Your Honour, I believe I’ve identified several issues that warrant your review, and I would respectfully submit that Motion 26 is out of order.

Hon. Leo Housakos [ + ]

Your Honour, the government leader has brought up a number of points, and he has reached into a number of elements of the Rules which I think might or might not apply. With the indulgence of the chair, I would like to know if it’s possible to have the chair allow me some time to research some of the claims made by the government leader and provide a response at the next sitting, if I have the indulgence of the Speaker.

I would like to voice my opposition. The practice in this chamber and the precedent in this chamber is that when someone has a point of order that they want to argue, it’s not in 24 hours and it’s not in 48 hours; it’s now.
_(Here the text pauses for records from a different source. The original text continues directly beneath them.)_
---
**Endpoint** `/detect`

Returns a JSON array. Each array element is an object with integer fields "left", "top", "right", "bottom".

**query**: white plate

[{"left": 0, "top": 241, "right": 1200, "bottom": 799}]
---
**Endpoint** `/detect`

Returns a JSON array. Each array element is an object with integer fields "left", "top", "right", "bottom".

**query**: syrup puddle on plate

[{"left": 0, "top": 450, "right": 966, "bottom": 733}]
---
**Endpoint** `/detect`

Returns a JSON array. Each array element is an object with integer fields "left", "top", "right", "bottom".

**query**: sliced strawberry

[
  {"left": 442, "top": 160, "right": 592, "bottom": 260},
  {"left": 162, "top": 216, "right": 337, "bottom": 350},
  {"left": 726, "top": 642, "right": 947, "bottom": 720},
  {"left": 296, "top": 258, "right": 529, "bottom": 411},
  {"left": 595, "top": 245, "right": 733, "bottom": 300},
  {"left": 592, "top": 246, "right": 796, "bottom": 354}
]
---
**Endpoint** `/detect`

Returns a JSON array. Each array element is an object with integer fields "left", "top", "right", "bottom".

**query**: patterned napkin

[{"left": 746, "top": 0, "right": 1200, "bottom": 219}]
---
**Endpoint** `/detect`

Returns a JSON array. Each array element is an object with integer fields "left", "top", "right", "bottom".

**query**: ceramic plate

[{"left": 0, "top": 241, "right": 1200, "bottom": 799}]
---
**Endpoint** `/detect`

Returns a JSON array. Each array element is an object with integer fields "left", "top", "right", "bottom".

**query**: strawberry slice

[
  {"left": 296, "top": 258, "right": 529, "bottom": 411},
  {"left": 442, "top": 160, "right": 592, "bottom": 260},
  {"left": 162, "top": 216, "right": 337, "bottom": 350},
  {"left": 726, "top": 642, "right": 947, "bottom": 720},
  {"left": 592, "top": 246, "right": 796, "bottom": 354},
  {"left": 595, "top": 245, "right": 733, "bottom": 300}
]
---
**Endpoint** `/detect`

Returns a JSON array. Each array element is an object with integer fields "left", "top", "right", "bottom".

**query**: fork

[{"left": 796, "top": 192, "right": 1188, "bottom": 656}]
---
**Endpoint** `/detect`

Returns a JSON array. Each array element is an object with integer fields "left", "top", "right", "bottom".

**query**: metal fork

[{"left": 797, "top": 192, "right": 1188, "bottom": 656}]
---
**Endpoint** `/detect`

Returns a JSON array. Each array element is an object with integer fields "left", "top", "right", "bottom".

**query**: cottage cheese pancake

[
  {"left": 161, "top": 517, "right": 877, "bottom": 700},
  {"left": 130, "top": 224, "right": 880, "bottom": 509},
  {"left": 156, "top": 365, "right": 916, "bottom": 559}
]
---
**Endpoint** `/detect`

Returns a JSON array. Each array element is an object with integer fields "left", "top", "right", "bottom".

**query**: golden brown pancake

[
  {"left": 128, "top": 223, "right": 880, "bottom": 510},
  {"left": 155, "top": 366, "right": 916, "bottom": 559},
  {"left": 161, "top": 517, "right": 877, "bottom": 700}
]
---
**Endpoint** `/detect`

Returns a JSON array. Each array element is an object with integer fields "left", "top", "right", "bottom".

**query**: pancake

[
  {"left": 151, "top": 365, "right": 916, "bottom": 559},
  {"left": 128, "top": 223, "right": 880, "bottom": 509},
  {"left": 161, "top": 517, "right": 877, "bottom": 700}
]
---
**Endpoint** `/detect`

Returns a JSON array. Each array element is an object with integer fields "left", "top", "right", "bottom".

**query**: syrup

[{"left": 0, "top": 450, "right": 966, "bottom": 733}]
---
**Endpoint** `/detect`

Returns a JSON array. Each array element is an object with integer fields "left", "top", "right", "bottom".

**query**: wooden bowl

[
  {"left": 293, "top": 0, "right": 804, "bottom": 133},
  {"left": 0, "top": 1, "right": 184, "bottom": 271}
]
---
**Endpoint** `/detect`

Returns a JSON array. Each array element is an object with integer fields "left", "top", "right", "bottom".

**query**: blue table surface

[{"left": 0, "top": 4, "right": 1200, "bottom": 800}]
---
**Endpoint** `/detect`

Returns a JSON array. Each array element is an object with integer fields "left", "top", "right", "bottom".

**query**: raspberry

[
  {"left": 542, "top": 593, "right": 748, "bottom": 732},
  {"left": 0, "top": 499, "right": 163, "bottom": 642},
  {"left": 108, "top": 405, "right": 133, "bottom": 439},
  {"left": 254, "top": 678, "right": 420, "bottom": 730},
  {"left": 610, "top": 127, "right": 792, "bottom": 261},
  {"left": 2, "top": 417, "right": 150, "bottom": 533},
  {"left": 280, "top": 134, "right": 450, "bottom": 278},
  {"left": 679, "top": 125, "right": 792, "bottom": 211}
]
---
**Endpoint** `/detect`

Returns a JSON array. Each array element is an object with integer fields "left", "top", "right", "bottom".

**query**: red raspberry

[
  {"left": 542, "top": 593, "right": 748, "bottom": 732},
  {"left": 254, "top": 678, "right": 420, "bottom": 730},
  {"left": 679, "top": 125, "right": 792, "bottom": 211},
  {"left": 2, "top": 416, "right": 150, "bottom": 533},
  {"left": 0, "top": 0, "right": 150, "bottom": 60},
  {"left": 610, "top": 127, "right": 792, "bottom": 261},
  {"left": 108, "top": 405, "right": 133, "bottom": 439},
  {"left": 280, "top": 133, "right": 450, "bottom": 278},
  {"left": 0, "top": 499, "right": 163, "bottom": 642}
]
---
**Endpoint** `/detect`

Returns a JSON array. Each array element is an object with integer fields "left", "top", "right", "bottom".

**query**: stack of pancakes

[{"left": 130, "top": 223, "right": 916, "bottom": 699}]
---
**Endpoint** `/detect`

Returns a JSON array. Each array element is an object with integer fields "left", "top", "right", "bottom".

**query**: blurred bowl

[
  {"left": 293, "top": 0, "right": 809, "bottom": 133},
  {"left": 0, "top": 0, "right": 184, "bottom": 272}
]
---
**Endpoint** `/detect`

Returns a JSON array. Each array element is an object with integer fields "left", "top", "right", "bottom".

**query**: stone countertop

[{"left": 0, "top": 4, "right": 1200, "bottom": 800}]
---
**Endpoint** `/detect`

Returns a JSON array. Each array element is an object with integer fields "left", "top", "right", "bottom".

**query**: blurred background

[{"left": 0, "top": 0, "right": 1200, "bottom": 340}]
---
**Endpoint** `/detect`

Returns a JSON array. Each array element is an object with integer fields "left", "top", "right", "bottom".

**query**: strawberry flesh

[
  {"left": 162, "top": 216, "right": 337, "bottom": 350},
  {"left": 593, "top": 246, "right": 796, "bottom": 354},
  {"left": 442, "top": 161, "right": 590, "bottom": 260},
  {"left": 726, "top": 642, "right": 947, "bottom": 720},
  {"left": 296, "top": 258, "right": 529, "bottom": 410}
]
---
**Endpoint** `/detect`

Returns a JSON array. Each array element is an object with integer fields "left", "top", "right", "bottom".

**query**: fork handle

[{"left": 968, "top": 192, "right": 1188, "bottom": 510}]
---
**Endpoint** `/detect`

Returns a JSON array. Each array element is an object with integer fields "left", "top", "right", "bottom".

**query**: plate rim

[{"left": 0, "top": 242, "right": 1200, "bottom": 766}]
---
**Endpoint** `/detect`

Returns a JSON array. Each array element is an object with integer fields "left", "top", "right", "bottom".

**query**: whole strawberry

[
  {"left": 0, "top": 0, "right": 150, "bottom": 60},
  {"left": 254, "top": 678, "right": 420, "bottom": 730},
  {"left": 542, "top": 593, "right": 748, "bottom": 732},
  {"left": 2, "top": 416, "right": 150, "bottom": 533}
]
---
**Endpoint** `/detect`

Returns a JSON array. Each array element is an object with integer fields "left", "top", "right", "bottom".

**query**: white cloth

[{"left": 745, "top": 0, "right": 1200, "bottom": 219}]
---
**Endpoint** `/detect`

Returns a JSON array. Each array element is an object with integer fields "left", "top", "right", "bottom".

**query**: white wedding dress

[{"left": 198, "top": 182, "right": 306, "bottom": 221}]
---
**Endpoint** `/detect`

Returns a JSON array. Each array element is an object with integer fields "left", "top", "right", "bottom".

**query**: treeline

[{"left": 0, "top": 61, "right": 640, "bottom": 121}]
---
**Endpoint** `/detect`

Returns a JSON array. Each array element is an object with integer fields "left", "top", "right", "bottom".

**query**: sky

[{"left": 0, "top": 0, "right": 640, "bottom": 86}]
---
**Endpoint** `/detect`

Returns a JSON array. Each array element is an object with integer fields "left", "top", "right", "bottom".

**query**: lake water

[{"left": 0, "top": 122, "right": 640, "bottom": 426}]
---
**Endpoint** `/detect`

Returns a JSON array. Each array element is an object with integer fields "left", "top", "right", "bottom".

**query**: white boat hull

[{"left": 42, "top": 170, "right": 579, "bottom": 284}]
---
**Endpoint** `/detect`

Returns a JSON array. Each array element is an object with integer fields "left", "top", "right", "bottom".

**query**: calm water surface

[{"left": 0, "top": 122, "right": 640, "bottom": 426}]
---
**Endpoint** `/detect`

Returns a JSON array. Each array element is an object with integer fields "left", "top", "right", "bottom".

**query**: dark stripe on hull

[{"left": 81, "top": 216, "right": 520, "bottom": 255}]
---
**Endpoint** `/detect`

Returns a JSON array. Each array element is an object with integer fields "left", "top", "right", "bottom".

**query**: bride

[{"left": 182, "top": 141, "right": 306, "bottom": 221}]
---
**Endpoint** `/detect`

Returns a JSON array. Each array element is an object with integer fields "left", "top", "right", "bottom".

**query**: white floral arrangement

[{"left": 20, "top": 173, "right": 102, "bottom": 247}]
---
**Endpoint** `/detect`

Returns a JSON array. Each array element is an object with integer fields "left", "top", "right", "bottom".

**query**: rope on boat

So I would ask that this chamber respect this process.

The Hon. the Speaker [ + ]

Honourable senators will know that I have, on two occasions — one in the last Parliament and one already in this Parliament — allowed debate to continue when I heard, after debate had closed off and I took the matter under advisement, that there were new matters that could be raised or may be raised. In both those incidents, I came back and informed the chamber that I was prepared to hear more new evidence on the matter.

I think it’s important that we have some flexibility because, otherwise, this could go on and on and on. I don’t like the idea of delaying a debate, but I do understand what Senator Housakos is saying. There is some very technical information that’s been raised by the Government Representative. If Senator Housakos were to reply now and find out later that he has some new information, we’re back to square one again.